When the flame reaches the road a stone throw ahead of you, it stops. It is clearly there for you. After you also stop and collect your puzzled thoughts toward the blue flickering point, the flame stops dancing, contracts into its own center, then stretches four arms back out into the unmistakeable sign of a Baptist cross, like the one atop all the country churches. There it stands for a long minute, in a brighter, steadier blue glow. It stands, you stand, breathing. Then it contracts again back into its own center, and is gone. The dark returns.

You wait for something else but there is nothing else. Then, when the frogs timidly start again in the creek and the owl resumes her rollcall, you notice how quiet the woods had already become.

It’s always on a road like this and a night like this. It’s always after evening church service. Never across open ground, never near graves. This is not the cemetery wisp. This is no prophecy; no knowledge is offered and there is nothing asked of you.

You’ll only see the blue cross once in your life. You’ll hesitate to tell anyone, because you’re not sure what it meant. But then, always, and within a few days, a death of someone you know. You’ll wonder if the blue cross was to warn you – that’s natural – but it doesn’t feel like a warning.

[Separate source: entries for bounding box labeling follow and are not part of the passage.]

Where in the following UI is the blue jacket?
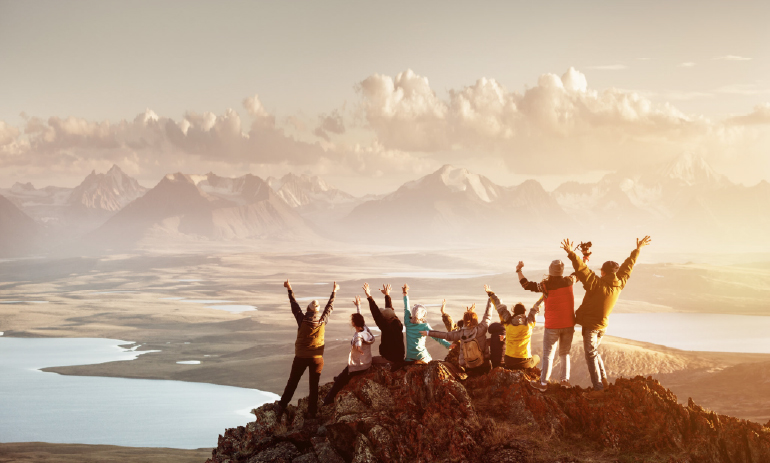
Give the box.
[404,296,452,362]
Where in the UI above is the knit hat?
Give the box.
[548,259,564,277]
[380,307,396,320]
[602,260,620,273]
[412,304,428,323]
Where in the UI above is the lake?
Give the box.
[0,337,279,449]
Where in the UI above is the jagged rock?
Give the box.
[248,442,300,463]
[312,437,345,463]
[208,362,770,463]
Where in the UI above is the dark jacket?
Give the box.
[568,249,639,330]
[367,296,406,362]
[289,290,334,358]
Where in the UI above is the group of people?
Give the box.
[277,236,651,418]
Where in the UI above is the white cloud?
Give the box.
[588,64,628,71]
[727,103,770,125]
[712,55,752,61]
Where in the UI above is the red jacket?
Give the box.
[519,277,575,329]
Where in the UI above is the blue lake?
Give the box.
[0,337,279,449]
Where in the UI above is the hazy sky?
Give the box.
[0,1,770,194]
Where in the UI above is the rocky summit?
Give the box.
[208,361,770,463]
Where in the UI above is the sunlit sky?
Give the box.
[0,1,770,194]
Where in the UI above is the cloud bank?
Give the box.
[0,68,770,188]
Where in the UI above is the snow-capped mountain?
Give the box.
[0,196,41,256]
[552,153,770,244]
[267,173,356,209]
[90,173,312,244]
[345,165,571,244]
[67,165,147,213]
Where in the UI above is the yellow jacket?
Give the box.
[487,291,542,359]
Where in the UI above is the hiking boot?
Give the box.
[529,379,548,392]
[273,404,284,422]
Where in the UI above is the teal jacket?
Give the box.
[404,296,452,362]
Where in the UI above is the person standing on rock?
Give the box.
[324,298,374,405]
[484,285,543,370]
[363,283,406,366]
[561,236,651,392]
[401,284,452,365]
[516,260,577,392]
[420,299,492,376]
[276,280,340,419]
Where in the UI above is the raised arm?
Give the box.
[527,297,543,326]
[283,280,303,325]
[617,236,652,288]
[318,281,340,323]
[479,297,492,327]
[425,323,452,349]
[420,326,463,345]
[561,239,599,290]
[401,284,412,326]
[516,261,540,293]
[441,299,457,331]
[363,283,385,329]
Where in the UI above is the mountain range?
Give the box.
[0,154,770,254]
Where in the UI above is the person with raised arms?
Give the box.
[561,236,652,394]
[516,260,577,392]
[363,283,406,366]
[484,285,543,370]
[276,280,340,419]
[401,284,452,365]
[324,296,374,405]
[420,298,492,376]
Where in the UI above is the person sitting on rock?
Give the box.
[276,280,340,419]
[401,284,452,365]
[363,283,406,365]
[420,299,492,376]
[561,236,651,392]
[484,285,543,370]
[324,296,374,405]
[516,260,577,392]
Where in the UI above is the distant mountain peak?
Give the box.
[68,164,147,212]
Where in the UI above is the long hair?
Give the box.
[411,304,428,324]
[463,304,479,330]
[350,313,366,328]
[513,302,527,317]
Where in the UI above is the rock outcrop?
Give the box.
[208,361,770,463]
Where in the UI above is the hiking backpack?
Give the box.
[461,329,484,368]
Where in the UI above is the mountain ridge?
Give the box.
[207,361,770,463]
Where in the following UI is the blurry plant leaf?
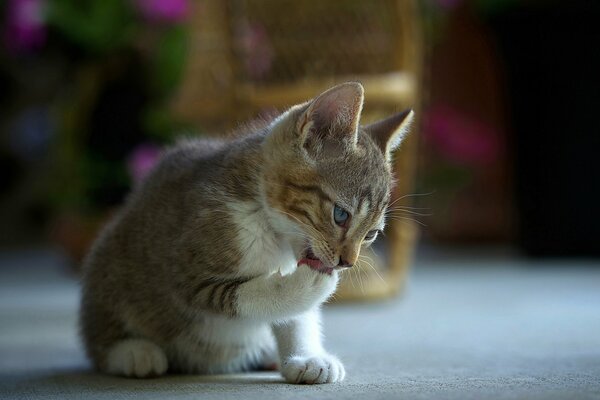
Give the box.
[47,0,134,53]
[151,26,188,96]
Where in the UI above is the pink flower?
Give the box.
[4,0,46,52]
[133,0,190,23]
[423,106,501,165]
[127,143,161,184]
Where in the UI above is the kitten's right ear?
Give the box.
[364,109,415,161]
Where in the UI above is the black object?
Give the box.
[490,0,600,256]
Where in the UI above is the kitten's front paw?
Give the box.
[106,339,168,378]
[281,354,346,385]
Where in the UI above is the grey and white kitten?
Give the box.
[80,83,413,383]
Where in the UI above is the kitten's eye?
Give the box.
[333,205,350,226]
[365,229,379,242]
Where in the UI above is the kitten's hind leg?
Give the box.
[105,339,168,378]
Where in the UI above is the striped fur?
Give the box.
[80,83,412,383]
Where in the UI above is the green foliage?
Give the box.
[150,25,188,96]
[47,0,135,54]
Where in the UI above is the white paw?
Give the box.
[281,354,346,385]
[106,339,168,378]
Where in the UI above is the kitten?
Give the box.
[80,83,413,384]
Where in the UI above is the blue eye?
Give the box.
[333,205,350,225]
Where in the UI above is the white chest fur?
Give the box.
[229,202,296,276]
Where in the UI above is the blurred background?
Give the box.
[0,0,600,272]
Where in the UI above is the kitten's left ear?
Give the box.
[298,82,364,146]
[364,109,415,161]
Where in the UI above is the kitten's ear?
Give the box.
[364,109,415,161]
[297,82,364,146]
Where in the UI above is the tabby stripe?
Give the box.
[188,279,215,303]
[208,282,225,310]
[285,181,333,203]
[219,281,240,312]
[224,278,250,316]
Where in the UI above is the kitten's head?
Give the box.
[263,83,413,272]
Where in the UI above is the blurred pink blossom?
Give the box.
[3,0,46,52]
[127,143,161,184]
[134,0,190,23]
[423,106,501,165]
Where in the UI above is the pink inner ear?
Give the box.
[309,83,363,134]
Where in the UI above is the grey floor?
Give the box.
[0,250,600,400]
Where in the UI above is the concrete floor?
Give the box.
[0,251,600,400]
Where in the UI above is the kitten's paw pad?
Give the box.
[281,354,346,385]
[106,339,168,378]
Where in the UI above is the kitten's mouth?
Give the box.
[298,247,333,275]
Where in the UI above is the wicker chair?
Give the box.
[172,0,422,300]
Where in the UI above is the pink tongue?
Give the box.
[298,258,323,269]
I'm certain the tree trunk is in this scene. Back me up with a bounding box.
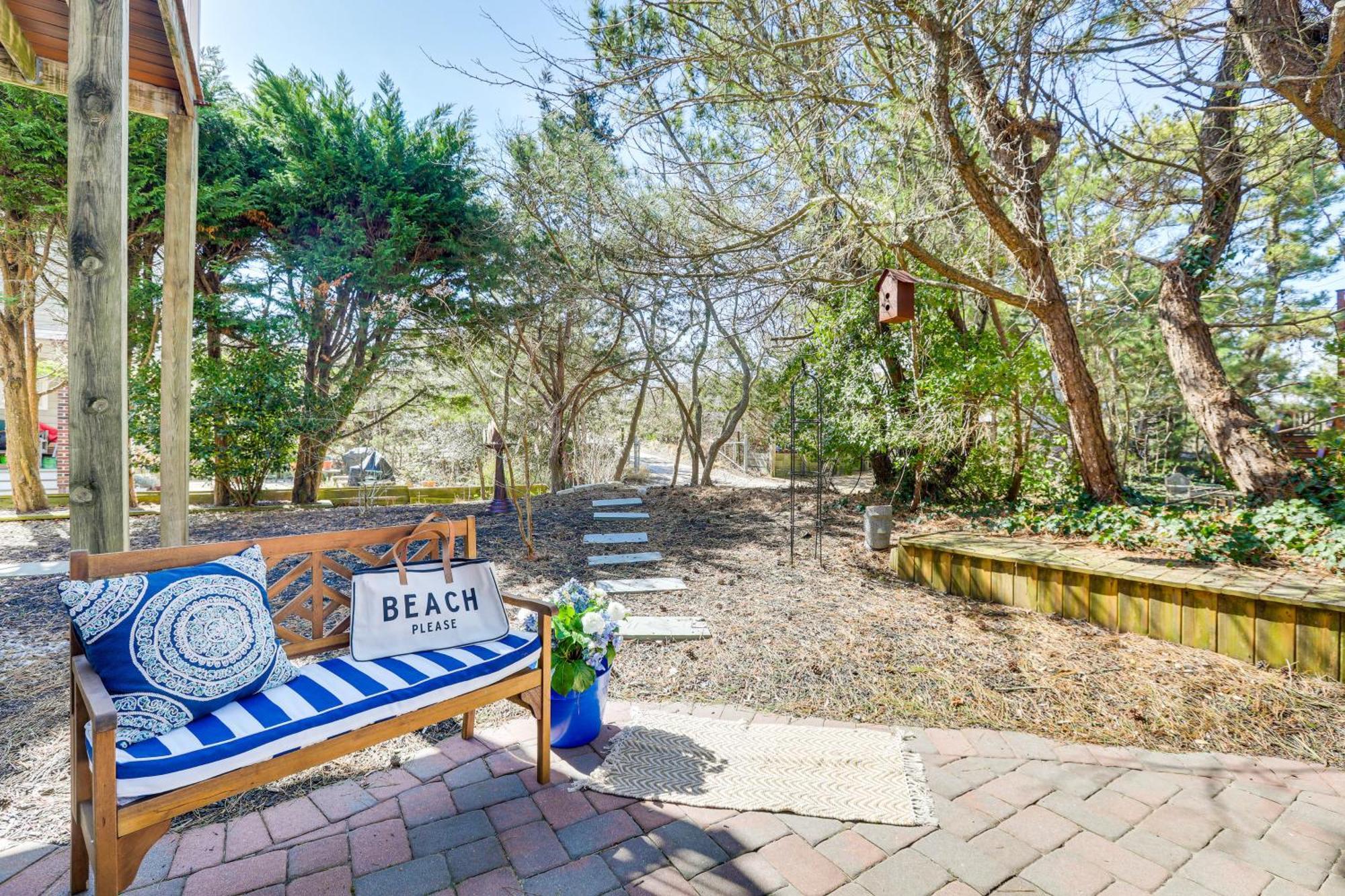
[1158,36,1291,498]
[668,422,686,489]
[1158,272,1290,498]
[1228,0,1345,163]
[1033,296,1120,502]
[612,360,654,482]
[546,413,566,494]
[0,355,48,514]
[869,451,897,489]
[206,319,233,507]
[289,432,327,505]
[701,313,759,486]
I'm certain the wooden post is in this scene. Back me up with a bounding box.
[159,110,198,548]
[66,0,129,551]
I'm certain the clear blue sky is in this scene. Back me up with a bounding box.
[200,0,588,140]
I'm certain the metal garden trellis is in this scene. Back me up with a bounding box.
[790,364,823,567]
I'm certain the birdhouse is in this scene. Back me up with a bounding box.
[878,270,916,323]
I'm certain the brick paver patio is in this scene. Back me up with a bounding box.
[0,704,1345,896]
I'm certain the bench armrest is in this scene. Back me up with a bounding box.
[70,657,117,731]
[500,595,555,616]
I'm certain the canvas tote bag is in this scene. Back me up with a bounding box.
[350,514,508,661]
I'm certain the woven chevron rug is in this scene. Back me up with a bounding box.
[584,708,936,825]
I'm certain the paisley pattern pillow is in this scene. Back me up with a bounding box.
[61,545,299,747]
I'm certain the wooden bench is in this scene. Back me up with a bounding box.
[70,517,551,896]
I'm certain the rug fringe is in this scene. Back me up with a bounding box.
[566,706,642,794]
[897,728,939,825]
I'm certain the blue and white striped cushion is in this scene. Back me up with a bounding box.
[109,631,539,801]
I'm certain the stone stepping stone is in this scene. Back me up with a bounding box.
[584,532,650,545]
[593,576,686,595]
[619,616,710,641]
[589,551,663,567]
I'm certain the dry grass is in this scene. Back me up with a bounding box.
[0,489,1345,841]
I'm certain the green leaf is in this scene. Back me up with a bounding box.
[551,659,588,697]
[574,663,597,693]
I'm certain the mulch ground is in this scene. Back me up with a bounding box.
[0,487,1345,842]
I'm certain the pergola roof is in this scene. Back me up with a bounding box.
[0,0,200,117]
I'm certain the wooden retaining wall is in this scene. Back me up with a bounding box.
[890,533,1345,681]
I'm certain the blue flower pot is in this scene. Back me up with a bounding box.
[551,663,611,749]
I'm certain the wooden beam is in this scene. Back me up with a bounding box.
[0,0,39,83]
[159,114,198,548]
[154,0,202,116]
[66,0,130,553]
[0,54,184,118]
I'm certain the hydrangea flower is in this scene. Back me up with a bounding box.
[541,579,627,694]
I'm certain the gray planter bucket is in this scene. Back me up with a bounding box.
[863,505,892,551]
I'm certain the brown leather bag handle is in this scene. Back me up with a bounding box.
[393,510,455,585]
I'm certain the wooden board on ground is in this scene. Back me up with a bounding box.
[589,551,663,567]
[0,560,70,579]
[593,576,686,595]
[621,616,710,641]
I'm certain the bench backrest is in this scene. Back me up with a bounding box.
[70,517,476,657]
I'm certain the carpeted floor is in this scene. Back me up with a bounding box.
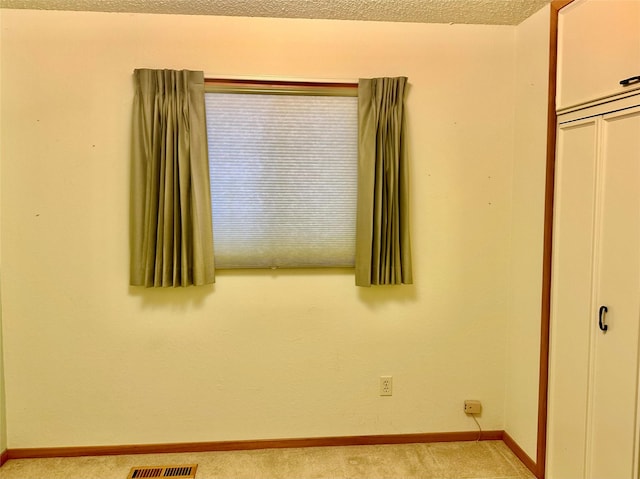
[0,441,534,479]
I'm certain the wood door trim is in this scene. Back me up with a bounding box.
[535,0,574,479]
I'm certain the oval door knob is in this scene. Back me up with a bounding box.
[598,306,609,333]
[620,75,640,86]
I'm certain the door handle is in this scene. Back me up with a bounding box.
[598,306,609,333]
[620,76,640,86]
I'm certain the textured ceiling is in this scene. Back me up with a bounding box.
[0,0,550,25]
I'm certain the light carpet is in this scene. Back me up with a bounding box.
[0,441,534,479]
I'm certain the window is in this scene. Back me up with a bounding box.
[205,82,358,269]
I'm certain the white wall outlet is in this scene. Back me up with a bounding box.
[464,399,482,414]
[380,376,393,396]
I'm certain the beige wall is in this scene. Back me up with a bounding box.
[0,6,537,448]
[505,7,551,460]
[0,6,7,453]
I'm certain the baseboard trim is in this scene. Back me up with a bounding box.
[5,431,504,459]
[502,432,540,477]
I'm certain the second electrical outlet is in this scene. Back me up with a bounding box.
[380,376,393,396]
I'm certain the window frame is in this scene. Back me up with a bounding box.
[205,77,358,270]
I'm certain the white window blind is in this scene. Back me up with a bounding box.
[205,93,358,269]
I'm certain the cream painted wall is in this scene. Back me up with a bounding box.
[505,2,551,460]
[0,10,7,453]
[0,10,515,448]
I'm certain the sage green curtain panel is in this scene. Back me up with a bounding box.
[130,69,215,287]
[356,77,413,286]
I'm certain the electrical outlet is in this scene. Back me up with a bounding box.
[464,399,482,414]
[380,376,393,396]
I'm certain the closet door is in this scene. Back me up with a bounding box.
[586,108,640,479]
[547,117,600,479]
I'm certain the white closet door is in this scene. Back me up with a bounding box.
[586,108,640,479]
[547,117,599,479]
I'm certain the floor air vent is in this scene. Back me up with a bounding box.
[127,464,198,479]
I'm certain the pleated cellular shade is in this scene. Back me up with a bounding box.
[205,93,358,269]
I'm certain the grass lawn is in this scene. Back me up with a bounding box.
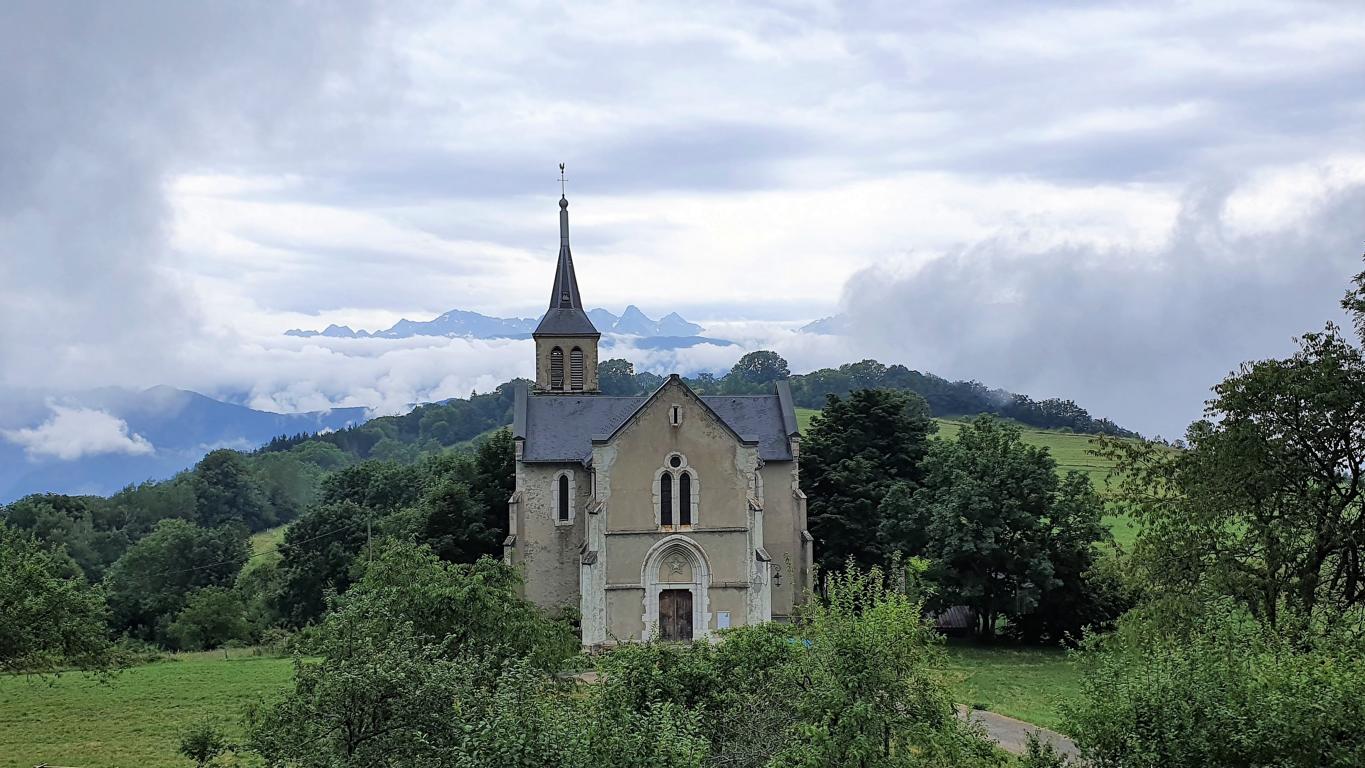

Later, as you casually ask around, you’ll realize there is no-one you know who has seen the blue cross, but many of them have known someone who said they heard of it.

As best I can tell, it means something like this:

“Death is known to me. I start your mornings and I count your evenings. When the old ones leave the church building to walk their dirt roads toward home, I count their steps. And as the road and the woods and the steeple-bells age, to tell them all their time runs old, I watch. Death is not my friend, but is an acquaintance, and I count his steps too.”